US Rep. John Sarbanes
“On New Year’s Eve, our family has a longstanding tradition of taking a brisk walk at Fort McHenry, grabbing takeout at the Kumari Restaurant & Bar on Fort Avenue and having a cannoli from Vaccaro’s Italian Pastry Shop in Little Italy while we watch ‘When Harry Met Sally’ at midnight.”

Mayor Catherine E. Pugh
“Each holiday season, the mayor gets to welcome city residents to City Hall for a holiday open house. Last year was my first as mayor, and I was so moved by the incredible holiday spirit. There was music, apple cider and cookies and a beautiful larger-than-life Christmas tree.

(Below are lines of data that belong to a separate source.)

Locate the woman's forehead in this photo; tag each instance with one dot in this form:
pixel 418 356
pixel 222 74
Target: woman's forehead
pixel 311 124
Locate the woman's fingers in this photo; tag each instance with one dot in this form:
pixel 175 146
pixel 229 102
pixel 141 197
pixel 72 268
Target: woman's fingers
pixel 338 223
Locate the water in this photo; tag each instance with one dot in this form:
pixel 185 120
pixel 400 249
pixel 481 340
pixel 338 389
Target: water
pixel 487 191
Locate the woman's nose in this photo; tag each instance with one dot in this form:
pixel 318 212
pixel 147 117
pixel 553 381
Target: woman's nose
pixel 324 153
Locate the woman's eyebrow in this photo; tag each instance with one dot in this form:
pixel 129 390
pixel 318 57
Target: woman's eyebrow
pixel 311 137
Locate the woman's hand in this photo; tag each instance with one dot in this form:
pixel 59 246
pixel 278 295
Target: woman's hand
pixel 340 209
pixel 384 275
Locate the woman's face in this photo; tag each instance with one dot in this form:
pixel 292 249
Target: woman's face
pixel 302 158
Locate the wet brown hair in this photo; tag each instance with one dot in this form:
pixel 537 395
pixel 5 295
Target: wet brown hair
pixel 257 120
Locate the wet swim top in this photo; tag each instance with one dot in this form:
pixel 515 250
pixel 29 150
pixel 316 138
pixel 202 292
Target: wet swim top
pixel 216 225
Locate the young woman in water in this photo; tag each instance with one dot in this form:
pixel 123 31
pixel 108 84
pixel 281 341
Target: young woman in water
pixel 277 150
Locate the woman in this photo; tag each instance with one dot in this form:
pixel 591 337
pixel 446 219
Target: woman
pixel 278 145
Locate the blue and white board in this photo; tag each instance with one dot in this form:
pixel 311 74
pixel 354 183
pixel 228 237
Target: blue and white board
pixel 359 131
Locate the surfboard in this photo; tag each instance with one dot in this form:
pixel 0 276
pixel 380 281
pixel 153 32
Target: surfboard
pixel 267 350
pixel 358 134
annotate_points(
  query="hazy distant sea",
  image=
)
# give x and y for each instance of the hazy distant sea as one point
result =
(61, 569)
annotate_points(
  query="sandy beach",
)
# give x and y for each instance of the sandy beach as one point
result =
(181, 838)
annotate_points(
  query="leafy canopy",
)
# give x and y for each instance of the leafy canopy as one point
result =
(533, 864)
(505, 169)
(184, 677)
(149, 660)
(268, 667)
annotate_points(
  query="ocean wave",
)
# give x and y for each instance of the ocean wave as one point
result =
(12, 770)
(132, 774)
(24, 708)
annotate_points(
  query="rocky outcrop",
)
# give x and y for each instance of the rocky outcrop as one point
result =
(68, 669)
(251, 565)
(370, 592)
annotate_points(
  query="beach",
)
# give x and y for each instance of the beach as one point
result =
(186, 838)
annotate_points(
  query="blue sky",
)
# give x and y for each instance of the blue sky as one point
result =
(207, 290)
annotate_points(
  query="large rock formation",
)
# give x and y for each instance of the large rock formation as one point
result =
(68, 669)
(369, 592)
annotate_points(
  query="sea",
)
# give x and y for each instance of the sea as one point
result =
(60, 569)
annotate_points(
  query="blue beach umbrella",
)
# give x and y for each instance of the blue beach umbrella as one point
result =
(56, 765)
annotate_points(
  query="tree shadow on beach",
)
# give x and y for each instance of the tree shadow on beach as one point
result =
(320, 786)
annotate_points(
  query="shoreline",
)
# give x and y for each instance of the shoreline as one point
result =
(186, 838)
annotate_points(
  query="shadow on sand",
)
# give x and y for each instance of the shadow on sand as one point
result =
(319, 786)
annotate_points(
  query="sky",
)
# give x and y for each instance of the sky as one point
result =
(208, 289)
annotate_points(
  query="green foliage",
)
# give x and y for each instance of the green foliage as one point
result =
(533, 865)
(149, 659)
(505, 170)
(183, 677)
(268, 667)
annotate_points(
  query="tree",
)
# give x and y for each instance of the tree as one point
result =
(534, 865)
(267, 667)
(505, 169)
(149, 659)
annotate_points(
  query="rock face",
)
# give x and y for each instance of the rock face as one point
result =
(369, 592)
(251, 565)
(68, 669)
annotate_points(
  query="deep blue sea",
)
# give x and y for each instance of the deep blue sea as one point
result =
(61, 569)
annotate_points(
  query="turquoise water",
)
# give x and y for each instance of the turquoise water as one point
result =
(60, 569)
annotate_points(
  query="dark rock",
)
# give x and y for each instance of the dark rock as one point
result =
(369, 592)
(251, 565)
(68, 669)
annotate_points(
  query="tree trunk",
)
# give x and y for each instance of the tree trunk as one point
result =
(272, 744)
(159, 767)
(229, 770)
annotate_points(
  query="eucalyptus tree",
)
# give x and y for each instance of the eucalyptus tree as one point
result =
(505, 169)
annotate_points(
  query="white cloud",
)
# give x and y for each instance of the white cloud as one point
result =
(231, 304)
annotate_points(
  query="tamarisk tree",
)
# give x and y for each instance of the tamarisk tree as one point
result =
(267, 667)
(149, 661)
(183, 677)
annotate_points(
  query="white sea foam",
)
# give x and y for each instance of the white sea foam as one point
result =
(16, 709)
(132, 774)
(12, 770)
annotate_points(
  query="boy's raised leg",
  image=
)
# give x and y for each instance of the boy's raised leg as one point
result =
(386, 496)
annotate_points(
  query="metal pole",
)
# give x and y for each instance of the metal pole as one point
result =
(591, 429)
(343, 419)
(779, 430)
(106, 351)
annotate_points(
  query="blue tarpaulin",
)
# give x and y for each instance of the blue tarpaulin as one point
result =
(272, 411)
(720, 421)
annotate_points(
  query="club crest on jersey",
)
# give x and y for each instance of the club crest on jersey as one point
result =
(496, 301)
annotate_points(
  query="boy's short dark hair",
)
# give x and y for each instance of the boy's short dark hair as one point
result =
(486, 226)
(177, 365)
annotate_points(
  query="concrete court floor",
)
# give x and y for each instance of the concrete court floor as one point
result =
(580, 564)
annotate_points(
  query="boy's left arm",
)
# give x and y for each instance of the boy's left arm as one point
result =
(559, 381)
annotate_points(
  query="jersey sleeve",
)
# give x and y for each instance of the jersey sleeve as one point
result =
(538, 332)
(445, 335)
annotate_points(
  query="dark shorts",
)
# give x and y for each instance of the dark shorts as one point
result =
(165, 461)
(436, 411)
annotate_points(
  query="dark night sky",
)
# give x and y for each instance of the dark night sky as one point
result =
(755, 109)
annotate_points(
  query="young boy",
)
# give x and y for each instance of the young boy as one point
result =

The atmosphere was festive, and I took pictures with hundreds of citizens who came to celebrate at City Hall. (This year’s event is Dec. 11, 5 p.m. at City Hall.)

Tim Hayden
School counseling department chair, Baltimore County Public Schools
“When my oldest son was 14, he wanted a red snowboarding jacket. I ordered one online from a reputable company and had it shipped to my brother’s house in Rhode Island where we were spending Christmas with my family. We arrived on Dec. 23 and the jacket arrived late afternoon on Christmas Eve. We didn’t open it until all the kids went to bed and my wife and I began wrapping our kids’ gifts. I opened the packaging and thought that it was a little shinier than I expected. When I unzipped it, there were naked, big-breasted blonde women printed on the lining. My wife and I were crying and almost peeing our pants with laughter. From across the room, my mother asked what was on the lining, and I replied, ‘Just what you think, Mom.’ My dad said, ‘He is going to be the coolest kid in middle school.’ It was four hours until Christmas morning and this was supposed to be one of his big gifts, so we ended up giving it to him, but explained that we were sending it back. He laughed when he opened it and wanted to look at it more closely. It was like giving our son a Penthouse magazine for Christmas. We then hid it from the rest of the mostly younger boys and shipped it back before we left Rhode Island to drive home to Baltimore.”

Rev. Greg Cochran
Associate pastor, Woodbrook Baptist Church; executive director, Well for the Journey
“When I was a boy in Six Mile, South Carolina, we had a silver Christmas tree with rotating lights flashing red, blue and green. One of my favorite memories was waking up on Christmas morning and seeing the toys already set up and glowing in the room because of the light. It was so perfect when my new Hot Wheels race track was set up and ready to go, with the lights shining on it. When our kids were little, I loved to set up their toys with the glow from the tree lights on them.”

Dr. Jim Fragetta
Maryland Pediatrics Group
“I had a medical conference in Orlando in early December the year our oldest child, Shelby, was 5. She was the age when it was Disney, Disney, Disney, with all the princesses. My wife and I arranged to take her with us to the conference and for our other child to stay with family. We didn’t tell her Shelby beforehand. The day we were leaving, it snowed. My wife had Shelby’s snow boots in her hand when we woke up Shelby, who asked if she was going to kindergarten in the snow. We told her that she wasn’t going to school, but was going to Disneyworld. Her eyes lit up and got big as saucers. It is one of the most amazing surprises we ever pulled off. I will remember it forever, that moment of unmitigated joy. I have spent my life with children, and those moments when you see magic happen are the best.”